F4A

A website to help explain fair machine learning. See this video for a brief overview and demonstration:

Setup Instructions

(Please note, these instructions are a work in progress.)

Prerequisites

Python >= 3.5 (Assumed environment: Anaconda)
Postgres

Setup

Stage 1: Prerequisites

Ensure you have Python 3.5 or greater installed

Recommended: Install Anaconda, it includes almost all the packages necessary for F4A to run.
Optional between step, set up a virtual environment
Use "pip install -r requirements.txt" or "conda install --file requirements.txt" to install all other necessary packages

Download and install Postgres 13

Set up your username and password
Load your username/password into the database.ini file
If necessary, modify the database name to the name of your choosing (recommended - "F4A")

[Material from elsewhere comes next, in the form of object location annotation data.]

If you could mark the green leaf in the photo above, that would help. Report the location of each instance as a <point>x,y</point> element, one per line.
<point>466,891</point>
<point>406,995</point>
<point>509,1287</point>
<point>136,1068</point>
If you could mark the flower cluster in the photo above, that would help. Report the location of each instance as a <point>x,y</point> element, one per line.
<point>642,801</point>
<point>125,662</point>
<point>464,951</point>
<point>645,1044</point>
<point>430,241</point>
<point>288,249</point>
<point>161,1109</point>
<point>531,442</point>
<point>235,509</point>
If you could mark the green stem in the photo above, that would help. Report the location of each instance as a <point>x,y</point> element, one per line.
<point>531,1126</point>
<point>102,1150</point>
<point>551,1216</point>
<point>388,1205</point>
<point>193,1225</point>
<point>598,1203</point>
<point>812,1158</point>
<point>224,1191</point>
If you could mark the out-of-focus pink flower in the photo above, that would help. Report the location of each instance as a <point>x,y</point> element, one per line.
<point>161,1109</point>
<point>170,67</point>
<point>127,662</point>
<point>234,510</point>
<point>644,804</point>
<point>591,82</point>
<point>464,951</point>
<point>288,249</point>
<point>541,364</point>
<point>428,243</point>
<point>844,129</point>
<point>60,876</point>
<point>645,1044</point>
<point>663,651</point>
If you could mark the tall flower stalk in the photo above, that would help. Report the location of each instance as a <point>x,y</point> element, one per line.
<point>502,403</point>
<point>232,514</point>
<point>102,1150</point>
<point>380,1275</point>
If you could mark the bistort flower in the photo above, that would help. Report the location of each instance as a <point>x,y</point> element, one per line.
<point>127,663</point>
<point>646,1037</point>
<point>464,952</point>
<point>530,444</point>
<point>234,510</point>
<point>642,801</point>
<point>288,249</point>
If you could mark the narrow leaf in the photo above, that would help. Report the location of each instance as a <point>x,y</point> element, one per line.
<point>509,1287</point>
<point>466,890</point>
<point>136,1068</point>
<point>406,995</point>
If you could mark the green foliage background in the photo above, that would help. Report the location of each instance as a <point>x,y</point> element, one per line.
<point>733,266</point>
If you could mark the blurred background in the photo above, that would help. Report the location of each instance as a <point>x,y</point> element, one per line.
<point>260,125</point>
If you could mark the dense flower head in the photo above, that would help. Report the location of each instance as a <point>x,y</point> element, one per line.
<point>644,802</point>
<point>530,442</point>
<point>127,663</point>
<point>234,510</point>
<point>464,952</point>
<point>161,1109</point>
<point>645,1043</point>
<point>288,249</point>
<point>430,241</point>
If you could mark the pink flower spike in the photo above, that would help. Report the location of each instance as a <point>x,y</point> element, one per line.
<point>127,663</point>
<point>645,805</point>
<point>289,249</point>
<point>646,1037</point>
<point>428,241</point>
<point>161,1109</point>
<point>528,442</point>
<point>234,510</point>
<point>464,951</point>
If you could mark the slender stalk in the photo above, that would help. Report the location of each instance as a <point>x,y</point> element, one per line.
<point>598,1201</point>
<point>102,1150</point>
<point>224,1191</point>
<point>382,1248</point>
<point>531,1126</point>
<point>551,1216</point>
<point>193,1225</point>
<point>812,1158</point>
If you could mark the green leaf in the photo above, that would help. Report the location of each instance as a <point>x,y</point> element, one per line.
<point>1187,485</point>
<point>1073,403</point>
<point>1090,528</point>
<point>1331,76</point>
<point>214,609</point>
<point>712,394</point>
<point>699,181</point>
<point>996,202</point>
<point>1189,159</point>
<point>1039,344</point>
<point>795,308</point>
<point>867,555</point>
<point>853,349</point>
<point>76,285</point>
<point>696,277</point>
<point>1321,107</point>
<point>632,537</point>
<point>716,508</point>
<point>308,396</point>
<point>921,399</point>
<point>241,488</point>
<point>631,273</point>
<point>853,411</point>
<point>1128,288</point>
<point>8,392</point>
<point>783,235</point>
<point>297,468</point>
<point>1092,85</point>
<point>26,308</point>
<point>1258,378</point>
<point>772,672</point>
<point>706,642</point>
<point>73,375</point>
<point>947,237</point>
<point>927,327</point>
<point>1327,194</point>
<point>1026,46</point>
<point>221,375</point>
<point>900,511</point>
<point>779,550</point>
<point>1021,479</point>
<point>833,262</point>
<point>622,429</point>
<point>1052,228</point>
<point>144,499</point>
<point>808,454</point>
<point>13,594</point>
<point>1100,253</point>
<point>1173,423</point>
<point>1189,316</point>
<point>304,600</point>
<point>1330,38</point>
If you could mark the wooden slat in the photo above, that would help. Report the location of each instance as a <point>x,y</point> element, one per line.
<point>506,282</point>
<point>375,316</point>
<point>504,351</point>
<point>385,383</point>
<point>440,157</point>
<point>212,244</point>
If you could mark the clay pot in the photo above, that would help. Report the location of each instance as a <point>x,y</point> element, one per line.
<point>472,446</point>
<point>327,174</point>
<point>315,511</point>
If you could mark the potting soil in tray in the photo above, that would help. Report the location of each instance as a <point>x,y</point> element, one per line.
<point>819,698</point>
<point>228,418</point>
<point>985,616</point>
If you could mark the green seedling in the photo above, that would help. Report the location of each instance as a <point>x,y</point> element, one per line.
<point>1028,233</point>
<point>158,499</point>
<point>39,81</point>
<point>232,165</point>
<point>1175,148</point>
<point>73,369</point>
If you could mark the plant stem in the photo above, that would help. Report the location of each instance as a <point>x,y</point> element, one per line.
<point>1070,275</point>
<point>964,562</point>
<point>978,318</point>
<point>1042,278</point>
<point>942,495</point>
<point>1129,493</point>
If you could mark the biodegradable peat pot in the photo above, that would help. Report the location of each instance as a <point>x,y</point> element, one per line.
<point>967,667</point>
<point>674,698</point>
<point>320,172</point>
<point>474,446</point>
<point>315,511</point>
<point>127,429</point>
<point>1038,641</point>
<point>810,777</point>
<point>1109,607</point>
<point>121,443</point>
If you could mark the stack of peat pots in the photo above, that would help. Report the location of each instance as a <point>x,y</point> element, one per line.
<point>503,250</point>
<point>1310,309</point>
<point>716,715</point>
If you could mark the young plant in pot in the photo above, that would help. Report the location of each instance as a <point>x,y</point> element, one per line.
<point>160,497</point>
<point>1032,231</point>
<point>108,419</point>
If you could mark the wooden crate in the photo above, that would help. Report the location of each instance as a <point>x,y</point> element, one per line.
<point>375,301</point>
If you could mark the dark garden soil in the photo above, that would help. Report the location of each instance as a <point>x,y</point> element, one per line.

Ensure that your Python 3.5+ install is being used (whether it be globally via PATH variable or activated virtual environment) by opening Python in a command prompt. Ensure the Python version at the top is correct.

Stage 2: Project Setup

1.) Clone this repository, or download the code into a single folder.

2.) Download necessary packages for frontend and put them into the "static/" folder.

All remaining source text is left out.